Advanced topics#

Multi-node execution#

Using legate#

cuPyNumeric programs can be run in parallel by using the --nodes option to the legate driver, followed by the number of nodes to be used. When running on 2+ nodes, a task launcher must be specified.

Legate currently supports using mpirun, srun, and jsrun as task launchers for multi-node execution via the --launcher command like arguments:

legate --launcher srun --nodes 2 script.py <script options>

Using a manual task manager#

mpirun -np N legate script.py <script options>

It is also possible to use “standard python” in place of the legate driver.

For more details about running multi-node configurations, please see the Distributed Launch chapter of the the Legate documentation.

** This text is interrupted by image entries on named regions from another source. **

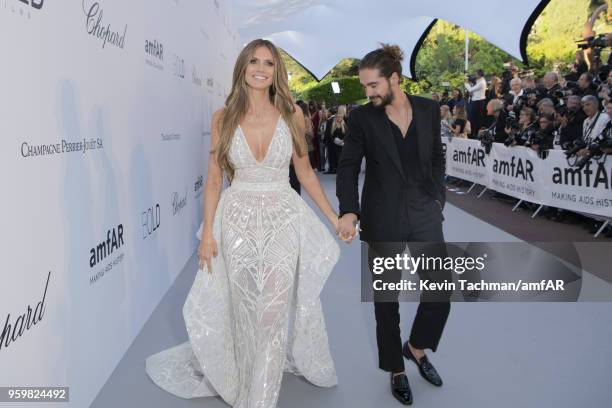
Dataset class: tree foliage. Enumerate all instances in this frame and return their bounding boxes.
[283,0,612,103]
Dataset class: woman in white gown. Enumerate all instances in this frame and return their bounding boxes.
[146,40,339,408]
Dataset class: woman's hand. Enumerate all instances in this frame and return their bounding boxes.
[198,234,217,273]
[329,217,340,235]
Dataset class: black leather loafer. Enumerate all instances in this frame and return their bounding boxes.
[402,342,442,387]
[391,373,412,405]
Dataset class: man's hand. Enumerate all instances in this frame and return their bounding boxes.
[338,213,357,244]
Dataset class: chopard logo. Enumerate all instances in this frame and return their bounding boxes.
[82,0,127,49]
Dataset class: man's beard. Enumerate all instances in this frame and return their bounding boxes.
[370,89,393,108]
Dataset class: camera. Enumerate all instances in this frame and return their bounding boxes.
[478,128,495,154]
[565,139,586,159]
[576,34,606,50]
[572,131,612,170]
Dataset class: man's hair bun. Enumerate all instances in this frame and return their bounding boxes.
[381,44,404,62]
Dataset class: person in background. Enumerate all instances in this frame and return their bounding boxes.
[317,102,329,171]
[296,101,317,171]
[440,105,453,137]
[504,107,538,146]
[559,95,586,150]
[478,99,508,143]
[509,77,524,105]
[578,95,610,147]
[451,105,471,139]
[447,88,465,112]
[325,105,346,174]
[577,72,597,96]
[464,69,487,139]
[308,101,322,171]
[486,77,504,103]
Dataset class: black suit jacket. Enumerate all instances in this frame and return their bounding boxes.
[336,95,446,242]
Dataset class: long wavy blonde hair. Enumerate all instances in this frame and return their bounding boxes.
[213,39,306,180]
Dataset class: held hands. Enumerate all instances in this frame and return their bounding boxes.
[336,213,361,244]
[198,234,217,273]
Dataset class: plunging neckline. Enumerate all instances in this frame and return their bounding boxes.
[238,115,283,165]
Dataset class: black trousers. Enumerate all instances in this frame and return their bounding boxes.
[289,163,302,194]
[368,189,452,372]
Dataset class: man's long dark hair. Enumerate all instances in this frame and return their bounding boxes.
[359,44,404,79]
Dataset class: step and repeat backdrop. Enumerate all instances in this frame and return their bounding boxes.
[0,0,242,407]
[442,137,612,218]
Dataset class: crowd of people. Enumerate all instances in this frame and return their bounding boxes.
[432,52,612,236]
[297,100,354,174]
[297,47,612,236]
[433,57,612,159]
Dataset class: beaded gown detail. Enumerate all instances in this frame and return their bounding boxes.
[146,118,340,408]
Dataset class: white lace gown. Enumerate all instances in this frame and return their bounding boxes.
[146,119,340,408]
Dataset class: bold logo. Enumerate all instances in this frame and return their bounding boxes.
[174,54,185,78]
[193,174,204,193]
[82,0,127,49]
[171,191,187,215]
[141,204,161,239]
[493,156,534,182]
[552,160,612,190]
[145,40,164,61]
[453,147,485,167]
[0,271,51,351]
[89,224,124,268]
[19,0,45,10]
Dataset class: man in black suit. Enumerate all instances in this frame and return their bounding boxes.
[336,45,452,405]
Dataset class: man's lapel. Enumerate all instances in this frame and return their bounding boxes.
[406,94,431,166]
[375,105,407,183]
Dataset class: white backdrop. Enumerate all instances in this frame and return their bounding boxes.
[0,0,241,407]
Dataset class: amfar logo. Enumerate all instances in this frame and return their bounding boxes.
[145,40,164,61]
[19,0,45,10]
[89,224,124,268]
[141,204,161,239]
[552,160,612,190]
[0,271,51,351]
[453,147,485,167]
[172,191,187,215]
[82,0,127,49]
[493,156,533,182]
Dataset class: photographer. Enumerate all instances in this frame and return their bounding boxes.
[504,107,538,146]
[576,72,597,96]
[537,98,555,115]
[559,95,586,150]
[478,99,508,143]
[542,72,563,105]
[578,95,610,150]
[525,113,555,154]
[464,69,487,139]
[508,77,524,105]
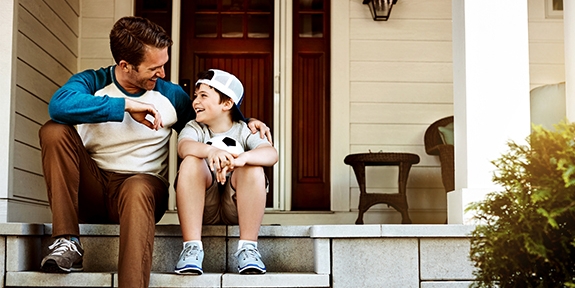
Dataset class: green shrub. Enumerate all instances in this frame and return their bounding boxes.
[468,122,575,287]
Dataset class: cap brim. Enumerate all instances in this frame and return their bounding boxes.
[232,104,247,122]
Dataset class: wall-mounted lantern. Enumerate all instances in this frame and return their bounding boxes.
[363,0,397,21]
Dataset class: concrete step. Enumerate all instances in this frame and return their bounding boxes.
[0,223,474,288]
[6,271,330,288]
[0,223,330,287]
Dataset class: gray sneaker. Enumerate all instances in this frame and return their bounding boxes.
[234,243,266,274]
[41,238,84,273]
[175,243,204,275]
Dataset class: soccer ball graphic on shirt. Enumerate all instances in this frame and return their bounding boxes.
[206,136,244,154]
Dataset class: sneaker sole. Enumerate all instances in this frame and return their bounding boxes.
[175,267,204,275]
[238,266,266,274]
[42,260,84,273]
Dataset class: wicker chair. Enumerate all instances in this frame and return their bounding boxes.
[424,116,455,192]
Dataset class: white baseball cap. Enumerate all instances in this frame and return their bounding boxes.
[196,69,246,122]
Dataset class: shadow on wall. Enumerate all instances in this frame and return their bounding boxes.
[530,82,567,130]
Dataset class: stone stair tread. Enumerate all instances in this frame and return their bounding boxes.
[6,271,330,288]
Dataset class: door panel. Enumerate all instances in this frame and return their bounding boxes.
[292,0,330,210]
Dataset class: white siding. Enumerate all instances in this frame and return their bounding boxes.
[342,0,565,223]
[8,0,79,222]
[529,0,565,88]
[79,0,132,71]
[349,0,453,223]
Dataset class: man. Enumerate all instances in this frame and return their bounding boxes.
[39,17,269,287]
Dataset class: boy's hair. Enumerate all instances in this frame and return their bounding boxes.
[110,16,173,67]
[193,69,247,122]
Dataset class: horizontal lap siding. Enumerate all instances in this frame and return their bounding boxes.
[79,0,116,70]
[10,0,80,214]
[528,0,565,88]
[349,0,453,217]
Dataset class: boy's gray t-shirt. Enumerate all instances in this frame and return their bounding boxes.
[178,120,269,151]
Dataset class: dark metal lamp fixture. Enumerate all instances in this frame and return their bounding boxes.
[363,0,397,21]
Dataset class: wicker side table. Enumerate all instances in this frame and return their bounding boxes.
[343,152,419,224]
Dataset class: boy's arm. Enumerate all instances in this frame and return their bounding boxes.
[246,118,274,145]
[233,143,278,167]
[178,138,234,171]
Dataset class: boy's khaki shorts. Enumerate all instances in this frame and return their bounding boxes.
[176,172,269,225]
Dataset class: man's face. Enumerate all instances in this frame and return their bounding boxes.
[124,47,169,92]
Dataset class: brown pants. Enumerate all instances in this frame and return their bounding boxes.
[39,120,168,287]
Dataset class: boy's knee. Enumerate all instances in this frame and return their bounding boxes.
[180,156,206,171]
[234,166,265,179]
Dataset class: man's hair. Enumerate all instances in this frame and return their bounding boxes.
[110,16,172,67]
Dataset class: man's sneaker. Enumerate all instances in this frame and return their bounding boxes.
[41,238,84,273]
[175,243,204,275]
[234,243,266,274]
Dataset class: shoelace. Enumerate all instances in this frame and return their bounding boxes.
[235,246,262,260]
[184,245,204,260]
[48,238,82,256]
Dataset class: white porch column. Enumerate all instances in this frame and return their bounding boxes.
[0,0,18,223]
[563,1,575,122]
[447,0,530,224]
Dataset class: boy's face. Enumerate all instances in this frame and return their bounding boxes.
[192,83,231,125]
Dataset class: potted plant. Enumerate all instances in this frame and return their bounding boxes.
[468,122,575,287]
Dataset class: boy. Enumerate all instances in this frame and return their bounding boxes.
[175,69,278,274]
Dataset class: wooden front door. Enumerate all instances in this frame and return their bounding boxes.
[292,0,330,210]
[180,0,274,207]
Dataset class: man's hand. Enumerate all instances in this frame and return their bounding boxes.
[124,98,164,130]
[248,118,274,146]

Passing Legion and Realm arguments#

It is also possible to pass options to the Legion and Realm runtime directly, by way of the LEGION_DEFAULT_ARGS and REALM_DEFAULT_ARGS environment variables, for example:

LEGION_DEFAULT_ARGS="-ll:cputsc" legate main.py

Using the GASNet networking backend#

Standard Legate packges come with UCX networking support. To run cuPyNumeric programs with Legate using GASNet requires installing additional separate packages. Please see How Do I Install Legate with the MPI and GASNet wrappers for full details.

Resource Scoping#

Legate provides APIs for resource scoping that can be used in cuPyNumeric programs. For example, to restrict a block of code to only run on GPUs, you can use the following:

from legate.core import TaskTarget, get_legate_runtime

machine = get_legate_runtime().get_machine()
with machine.only(TaskTarget.GPU):
    # code to run only on GPUs

Please see Machine and Resource Scoping for full information.